En tant qu’écologiste non encarté, je dénonce donc un écologisme, forme politique de l’écologie, comme Bérénice Levet le fait avec beaucoup de talent : mondialiste, bureaucratique, totalitaire, fanatique, converti au wokisme ; et sa prétention à reconstruire l’homme.

Quant au féminisme, et je veux, là encore, montrer mon attachement à Bérénice Levet, notamment aux idées qu’elle développe dans un autre de ses ouvrages : « La théorie du genre ou le monde rêvé des anges ». Pas plus que je ne crois à la supériorité morale, ou ontologique si l’on préfère, de l’humain sur l’animal, je n’admets l’idée d’une hiérarchie entre l’homme et la femme, ou ne souscris à cette idée que l’homme puisse asservir la femme, la subjuguer. Et si je défends l’égalité de leurs droits, c’est sans vouloir effacer leurs différences. Au contraire, je crois à leur complémentarité, donc à l’irréductibilité de leurs différences naturelles.
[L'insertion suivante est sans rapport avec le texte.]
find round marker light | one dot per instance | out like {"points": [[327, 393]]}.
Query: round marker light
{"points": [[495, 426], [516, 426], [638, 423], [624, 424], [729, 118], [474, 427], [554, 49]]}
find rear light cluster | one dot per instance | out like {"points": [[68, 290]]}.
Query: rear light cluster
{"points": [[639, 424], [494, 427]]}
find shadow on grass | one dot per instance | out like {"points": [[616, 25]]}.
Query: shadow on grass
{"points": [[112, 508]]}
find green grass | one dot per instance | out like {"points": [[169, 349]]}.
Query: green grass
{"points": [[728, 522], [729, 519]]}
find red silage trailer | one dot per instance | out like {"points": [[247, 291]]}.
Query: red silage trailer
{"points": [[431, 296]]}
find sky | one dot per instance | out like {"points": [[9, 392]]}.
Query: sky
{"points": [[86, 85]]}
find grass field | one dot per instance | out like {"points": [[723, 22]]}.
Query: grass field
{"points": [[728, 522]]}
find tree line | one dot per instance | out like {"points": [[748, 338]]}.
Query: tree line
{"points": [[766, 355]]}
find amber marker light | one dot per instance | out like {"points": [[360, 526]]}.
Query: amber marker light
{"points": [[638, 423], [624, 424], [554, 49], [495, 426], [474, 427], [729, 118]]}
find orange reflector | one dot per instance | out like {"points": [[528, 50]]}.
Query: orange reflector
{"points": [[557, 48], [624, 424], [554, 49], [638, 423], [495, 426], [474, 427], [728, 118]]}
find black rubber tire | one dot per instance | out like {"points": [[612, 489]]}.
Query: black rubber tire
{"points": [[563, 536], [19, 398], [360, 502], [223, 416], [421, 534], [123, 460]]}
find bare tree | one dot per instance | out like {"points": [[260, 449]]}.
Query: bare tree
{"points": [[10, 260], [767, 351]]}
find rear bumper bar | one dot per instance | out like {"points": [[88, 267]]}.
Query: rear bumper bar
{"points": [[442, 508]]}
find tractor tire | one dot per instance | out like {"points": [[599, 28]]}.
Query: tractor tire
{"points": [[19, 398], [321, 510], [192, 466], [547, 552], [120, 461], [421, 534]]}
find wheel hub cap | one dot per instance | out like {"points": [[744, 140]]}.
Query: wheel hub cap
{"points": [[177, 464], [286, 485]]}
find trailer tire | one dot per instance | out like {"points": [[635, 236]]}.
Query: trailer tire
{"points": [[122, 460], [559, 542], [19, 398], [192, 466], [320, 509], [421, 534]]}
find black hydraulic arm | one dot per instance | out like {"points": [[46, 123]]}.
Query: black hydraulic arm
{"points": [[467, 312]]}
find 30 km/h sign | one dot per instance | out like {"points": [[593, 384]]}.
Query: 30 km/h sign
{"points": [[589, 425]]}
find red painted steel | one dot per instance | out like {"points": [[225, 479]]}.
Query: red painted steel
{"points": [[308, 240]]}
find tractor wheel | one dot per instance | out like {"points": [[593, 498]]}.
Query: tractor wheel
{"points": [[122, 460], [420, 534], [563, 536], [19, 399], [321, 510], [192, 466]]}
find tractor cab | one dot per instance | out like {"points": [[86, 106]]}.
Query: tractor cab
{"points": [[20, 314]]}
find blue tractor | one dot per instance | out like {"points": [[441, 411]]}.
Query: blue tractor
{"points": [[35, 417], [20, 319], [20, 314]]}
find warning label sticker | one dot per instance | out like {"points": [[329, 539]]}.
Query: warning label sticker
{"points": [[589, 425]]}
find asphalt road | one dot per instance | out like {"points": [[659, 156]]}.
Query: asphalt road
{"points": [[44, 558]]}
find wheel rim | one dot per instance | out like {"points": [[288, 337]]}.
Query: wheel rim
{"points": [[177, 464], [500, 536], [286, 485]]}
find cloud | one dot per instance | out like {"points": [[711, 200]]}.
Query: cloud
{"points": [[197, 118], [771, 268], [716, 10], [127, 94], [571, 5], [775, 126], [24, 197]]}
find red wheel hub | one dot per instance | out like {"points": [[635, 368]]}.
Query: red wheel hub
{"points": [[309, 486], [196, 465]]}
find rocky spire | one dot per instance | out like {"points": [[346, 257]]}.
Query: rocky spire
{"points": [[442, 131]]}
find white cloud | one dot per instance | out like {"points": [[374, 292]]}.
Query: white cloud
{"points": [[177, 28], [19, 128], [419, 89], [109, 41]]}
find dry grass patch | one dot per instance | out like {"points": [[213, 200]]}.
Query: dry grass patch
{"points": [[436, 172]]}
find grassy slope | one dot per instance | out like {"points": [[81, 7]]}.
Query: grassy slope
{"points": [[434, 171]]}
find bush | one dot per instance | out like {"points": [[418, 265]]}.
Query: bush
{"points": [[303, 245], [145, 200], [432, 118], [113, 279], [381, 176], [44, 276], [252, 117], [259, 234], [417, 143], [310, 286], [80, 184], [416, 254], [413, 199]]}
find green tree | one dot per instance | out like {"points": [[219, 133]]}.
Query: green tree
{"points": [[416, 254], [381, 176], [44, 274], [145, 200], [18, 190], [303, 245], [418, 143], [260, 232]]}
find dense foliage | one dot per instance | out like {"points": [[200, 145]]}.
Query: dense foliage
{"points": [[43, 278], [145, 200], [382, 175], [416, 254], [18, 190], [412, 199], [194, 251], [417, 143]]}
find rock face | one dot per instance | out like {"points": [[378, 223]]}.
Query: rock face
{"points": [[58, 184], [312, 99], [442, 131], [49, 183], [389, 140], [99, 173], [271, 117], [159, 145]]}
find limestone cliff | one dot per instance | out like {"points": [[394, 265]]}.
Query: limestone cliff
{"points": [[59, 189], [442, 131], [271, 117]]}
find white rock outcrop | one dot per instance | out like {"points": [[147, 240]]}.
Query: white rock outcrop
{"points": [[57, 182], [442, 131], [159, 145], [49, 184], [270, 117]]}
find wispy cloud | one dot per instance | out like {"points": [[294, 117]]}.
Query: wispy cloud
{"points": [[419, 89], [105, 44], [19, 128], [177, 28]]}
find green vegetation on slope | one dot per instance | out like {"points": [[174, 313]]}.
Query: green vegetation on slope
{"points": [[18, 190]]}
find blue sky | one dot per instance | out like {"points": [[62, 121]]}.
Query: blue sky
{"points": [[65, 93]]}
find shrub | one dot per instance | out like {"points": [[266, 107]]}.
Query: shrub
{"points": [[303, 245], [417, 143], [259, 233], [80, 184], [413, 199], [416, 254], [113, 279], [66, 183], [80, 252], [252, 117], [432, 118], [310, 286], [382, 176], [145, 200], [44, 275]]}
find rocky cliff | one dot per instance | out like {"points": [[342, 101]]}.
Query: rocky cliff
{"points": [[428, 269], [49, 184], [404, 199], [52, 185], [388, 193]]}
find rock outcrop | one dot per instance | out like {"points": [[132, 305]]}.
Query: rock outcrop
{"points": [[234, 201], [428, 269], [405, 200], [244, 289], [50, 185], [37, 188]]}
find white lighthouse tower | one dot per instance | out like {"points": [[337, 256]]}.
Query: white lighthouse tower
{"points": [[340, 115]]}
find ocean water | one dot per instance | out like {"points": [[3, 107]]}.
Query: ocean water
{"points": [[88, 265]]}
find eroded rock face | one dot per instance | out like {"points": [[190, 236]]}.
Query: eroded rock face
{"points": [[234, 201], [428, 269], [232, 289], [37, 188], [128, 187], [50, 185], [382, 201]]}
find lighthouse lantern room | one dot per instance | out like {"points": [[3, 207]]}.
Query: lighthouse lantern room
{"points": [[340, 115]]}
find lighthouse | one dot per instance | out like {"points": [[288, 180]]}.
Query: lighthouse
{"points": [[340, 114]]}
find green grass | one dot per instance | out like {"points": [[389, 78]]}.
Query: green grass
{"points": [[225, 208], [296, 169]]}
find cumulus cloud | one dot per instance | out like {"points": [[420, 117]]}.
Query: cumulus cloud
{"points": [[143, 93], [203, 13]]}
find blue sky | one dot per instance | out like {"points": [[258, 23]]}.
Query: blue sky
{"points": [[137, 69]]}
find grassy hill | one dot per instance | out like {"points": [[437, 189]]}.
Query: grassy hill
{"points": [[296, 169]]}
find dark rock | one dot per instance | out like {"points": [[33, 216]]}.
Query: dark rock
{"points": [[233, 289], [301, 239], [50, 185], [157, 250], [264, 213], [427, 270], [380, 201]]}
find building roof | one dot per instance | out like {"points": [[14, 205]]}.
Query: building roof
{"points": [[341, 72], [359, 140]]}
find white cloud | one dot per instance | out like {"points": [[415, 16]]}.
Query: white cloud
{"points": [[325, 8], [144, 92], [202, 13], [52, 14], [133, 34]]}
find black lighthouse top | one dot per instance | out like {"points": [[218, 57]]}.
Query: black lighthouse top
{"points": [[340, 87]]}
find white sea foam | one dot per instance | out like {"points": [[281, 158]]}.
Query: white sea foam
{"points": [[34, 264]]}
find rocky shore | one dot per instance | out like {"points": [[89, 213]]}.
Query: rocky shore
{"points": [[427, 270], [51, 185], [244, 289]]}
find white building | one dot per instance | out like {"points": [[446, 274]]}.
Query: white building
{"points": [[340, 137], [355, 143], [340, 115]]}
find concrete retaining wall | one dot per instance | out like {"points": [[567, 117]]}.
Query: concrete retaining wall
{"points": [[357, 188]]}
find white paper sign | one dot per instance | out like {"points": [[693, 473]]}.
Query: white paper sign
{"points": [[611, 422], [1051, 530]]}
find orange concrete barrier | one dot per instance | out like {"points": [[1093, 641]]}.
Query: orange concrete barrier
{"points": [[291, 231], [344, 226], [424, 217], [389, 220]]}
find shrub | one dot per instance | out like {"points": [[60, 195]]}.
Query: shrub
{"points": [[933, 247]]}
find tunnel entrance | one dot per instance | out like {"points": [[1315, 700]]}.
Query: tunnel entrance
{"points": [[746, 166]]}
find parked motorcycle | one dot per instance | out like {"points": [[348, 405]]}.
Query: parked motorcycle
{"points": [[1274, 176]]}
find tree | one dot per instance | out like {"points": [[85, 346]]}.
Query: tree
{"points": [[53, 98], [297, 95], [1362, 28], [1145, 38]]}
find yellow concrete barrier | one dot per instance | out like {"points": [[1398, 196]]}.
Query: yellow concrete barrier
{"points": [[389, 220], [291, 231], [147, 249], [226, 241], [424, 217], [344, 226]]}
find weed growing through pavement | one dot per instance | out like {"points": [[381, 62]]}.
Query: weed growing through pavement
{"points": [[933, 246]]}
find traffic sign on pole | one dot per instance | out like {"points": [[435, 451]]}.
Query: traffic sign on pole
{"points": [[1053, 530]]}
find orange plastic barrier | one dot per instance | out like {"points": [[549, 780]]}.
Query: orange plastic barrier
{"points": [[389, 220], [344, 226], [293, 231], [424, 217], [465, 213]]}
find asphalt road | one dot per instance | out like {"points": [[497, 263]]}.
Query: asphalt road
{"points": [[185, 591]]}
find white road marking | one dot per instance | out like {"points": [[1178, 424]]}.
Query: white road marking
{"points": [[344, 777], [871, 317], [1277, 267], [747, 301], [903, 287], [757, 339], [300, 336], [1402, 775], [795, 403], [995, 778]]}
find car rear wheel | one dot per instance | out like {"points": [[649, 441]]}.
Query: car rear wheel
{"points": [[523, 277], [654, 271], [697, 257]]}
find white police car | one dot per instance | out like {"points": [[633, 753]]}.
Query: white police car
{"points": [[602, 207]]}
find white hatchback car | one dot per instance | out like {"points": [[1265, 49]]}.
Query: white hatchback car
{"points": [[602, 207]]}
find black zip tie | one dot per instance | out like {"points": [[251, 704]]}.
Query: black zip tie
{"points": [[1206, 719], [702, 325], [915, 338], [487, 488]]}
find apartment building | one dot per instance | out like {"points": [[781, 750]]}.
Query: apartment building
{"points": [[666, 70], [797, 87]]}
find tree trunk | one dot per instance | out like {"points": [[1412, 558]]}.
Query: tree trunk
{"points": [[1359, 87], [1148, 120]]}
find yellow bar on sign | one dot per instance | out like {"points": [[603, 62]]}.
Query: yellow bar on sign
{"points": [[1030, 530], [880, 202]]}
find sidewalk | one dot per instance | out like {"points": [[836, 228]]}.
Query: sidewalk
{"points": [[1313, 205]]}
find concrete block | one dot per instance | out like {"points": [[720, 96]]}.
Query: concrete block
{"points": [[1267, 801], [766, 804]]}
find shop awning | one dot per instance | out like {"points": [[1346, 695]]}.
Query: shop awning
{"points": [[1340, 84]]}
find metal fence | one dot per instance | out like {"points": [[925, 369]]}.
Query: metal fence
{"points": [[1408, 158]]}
Et ce que j’aime chez une femme, c’est bien cette altérité, qu’elle ne soit pas un homme ; et puisse, pour cette simple raison, me fasciner et m’échapper. Et c’est pourquoi je dénonce toute discrimination entre les sexes qui ne serait pas moralement ou politiquement neutre, qui serait donc négative ou positive.

Et je pourrai conclure aujourd’hui ce propos ainsi. Je rêve d’un monde qui ne serait pas dominé par les hommes ; j’en détesterais un autre dominé par les femmes, ou, pire encore, où il n’y aurait plus de différences entre les hommes et les femmes. Et c’est cet équilibre qu’il convient de trouver : accepter le donné naturel et ses corollaires, qu’il y ait donc des femmes et des hommes, des individus de différentes races, ethnie ou religion, des nations culturellement marquées par une histoire, une géographie, des traditions, des mœurs. Respecter tout cela, le vivre sans ostentation ni arrogance, dans une forme de laïcité, et construire à partir de ce donné, des conditions de vie acceptables et, si possible, harmonieuses. Et tout cela sans honte. Personnellement, je suis un occidental, mâle, blanc de peau, français de souche – oui, quand on peut prouver que ses parents vivaient sur ce sol, en Charentes, il y a plus de cinq siècles, peut-être plus de mille ans, cela fait sens – non croyant, mais de culture chrétienne. C’est mon identité, une identité que je n’ai de cesse d’essayer de dépasser ; c’est ma filiation que j’assume comme un legs. Mais si je défends une forme très élargie de laïcité, c’est que je crois que nous devons aujourd’hui plus encore qu’hier, mettre en avant ce qui nous rapproche, respecter les donnés naturels, et rendre le moins visible possible ce qui nous sépare culturellement. Sachant que ce qui protège les minorités, c’est d’abord le respect qui leur est dû, ensuite l’égalité de droit et le refus de la ségrégation, mais plus encore les libertés individuelles qui doivent être garanties à chacun. En regard, elles doivent respecter dans l’espace public, les mœurs, les coutumes de la société, de la nation dans laquelle elles vivent et qu’elles contribueront naturellement à faire évoluer. Une nation, c’est une histoire, un patrimoine, une culture. On peut se sentir différent, comme un enfant dans une famille ; on doit néanmoins accepter ce que l’histoire a fait, ce que l’histoire nous a fait, s’efforcer de l’aimer (amor fati), travailler à l’améliorer.